Kali ini aku tak pergi ke sana menggunakan sepeda motor, tapi
menggunakan kendaraan umum. Galibnya
menggunakan kendaraan umum, tentu saja beberapa kali harus jalan kaki untuk
berpindah dari kendaraan satu ke kenderaan yang lain. Ini tentu saja jauh
berbeda dengan menggunakan sepeda motor ataupun kendaraan pribadi lainnya,
tinggal duduk saja dari pintu rumah hingga kembali ke pintu rumah.
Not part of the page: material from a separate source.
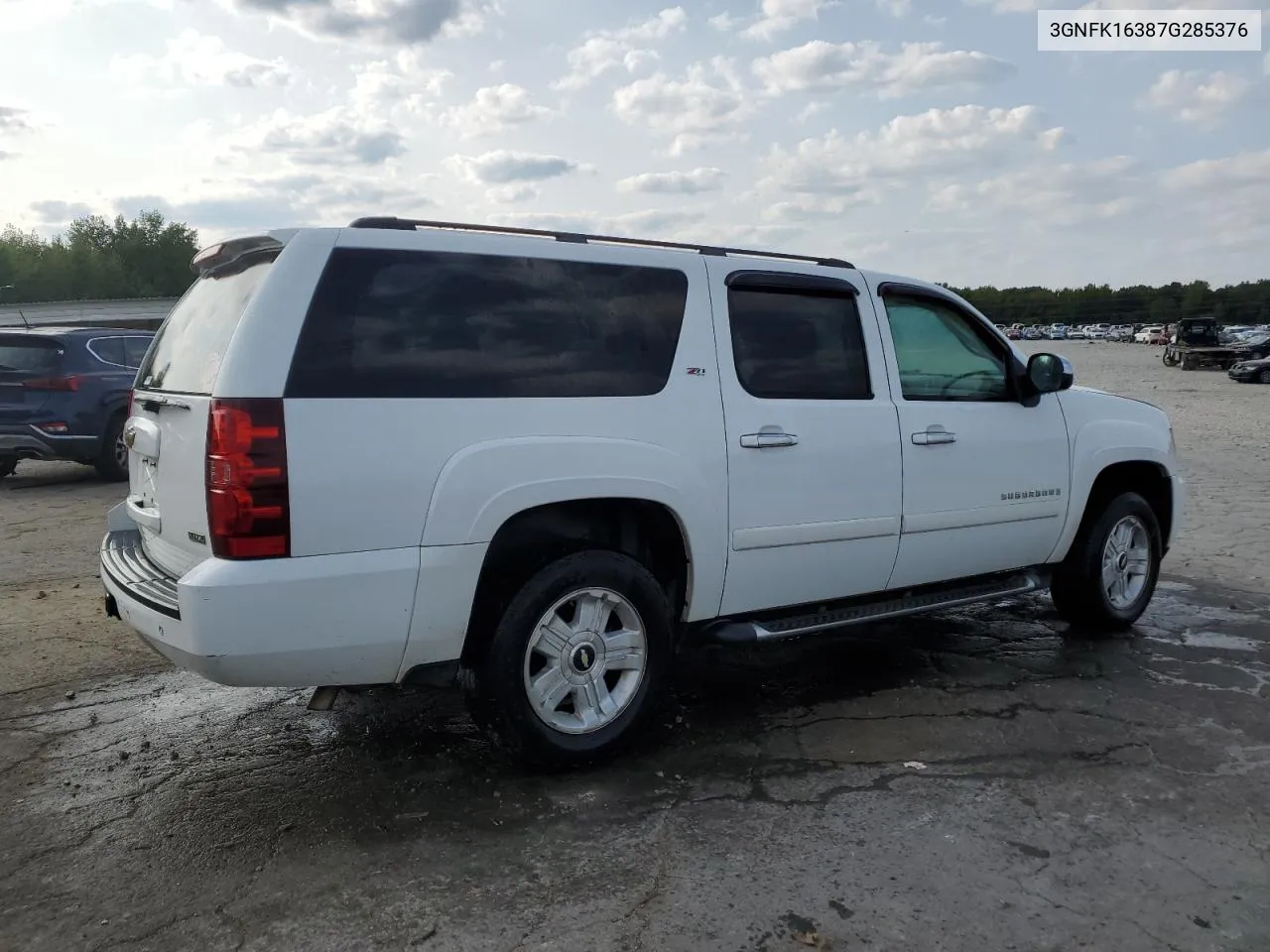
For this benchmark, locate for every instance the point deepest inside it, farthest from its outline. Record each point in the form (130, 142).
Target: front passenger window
(945, 354)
Jalan kaki sore itu telah membangkitkan kenangan akan
masa-masa yang dulu sekali. Yaitu masa-masa ketika sepeda motor belum merajai
jalanan seperti sekarang ini. Ketika itu, ada banyak orang yang jalan kaki,
sepanjang jalan ada-ada saja cerita yang bisa menjalin hubungan menjadi lebih
akrab. Tapi, jalan kaki kali ini terasa berbeda, hanya saya sendiri kecuali
beberapa anak sekolahan yang tak sempat ber-sepeda motor. Sepi rasanya, asing
sekali suasananya.
Inilah yang tempo hari diceritakan seorang kawan. Beberapa tahun
lampau jalanan di kampungnya masih dilalui banyak orang yang jalan kaki, pulang
atau pergi ke balai. “Saat itu” ceritanya sambil menerawang, “orang-orang punya
waktu yang banyak untuk saling memahami antar satu dengan yang lainnya, maota
lepas sepanjang jalan, hingga tak terasa sampai di jenjang rumah”. Lalu ia
melanjutkan ceritanya, “jika ada yang berkendara, hanyalah sepeda, si empunya
sepeda malah seringkali jalan kaki mendorong sepedanya hanya untuk ikut dalam
serunya ota jalan kaki”.
Barangkali beginilah hidup yang kita jalani, ia seperti ruang
saja. Ketika sesuatu yang baru memasuki ruang kehidupan ini, maka akan ada
hal-hal lain harus tersingkir keluar. Hal seperti ini terjadi karena sifat
ruang itu sendiri, betapapun luasnya tetaplah punya batas hingga tidaklah
seluruh hal bisa ditampung di sana. Sepeda motor telah menyerbu ruang-ruang
hidup ini, salah satu yang harus terlempar keluar karena keberadaannya adalah
hilangnya budaya jalan kaki. Lebih sedikit jalan kaki adalah lebih sedikit bertemu
dengan orang-orang, tentunya akan berkurang pula kedekatan antar manusia.
Tentunya tulisan ini tak hendak mengkambing-hitamkan
keberadaan sepeda motor. Bagaimanpun juga sepeda motor itu bebas nilai, maka kitalah
yang akan membuatnya mengandung suatu nilai, apakah akan menambah keakaraban
antar manusia atau malah sebaliknya; mereduksi nilai-nilai kemanusiaan. Begitu juga
dengan pabrik ataupun penjualnya, tentulah tak dapat dipersalahkan, mereka
hanya menjalani apa yang semestinya mereka jalani, yaitu mencari nafkah. Barangkali
kita hanya mesti merenung, bagaimana menggunakannya dengan bijak, seperti si Jepang,
walaupun mereka yang buat kabanyakan kendaraan yang kita gunakan sekarang, tapi
tetap mengutamakan jalan kaki kemana pergi. Kalau tak sanggup untuk itu,
siapkah kita tak tagi terlalu intim dengan benda ini, membuangnya di temat
sampah dan kembali jalan kaki seperti dulu ???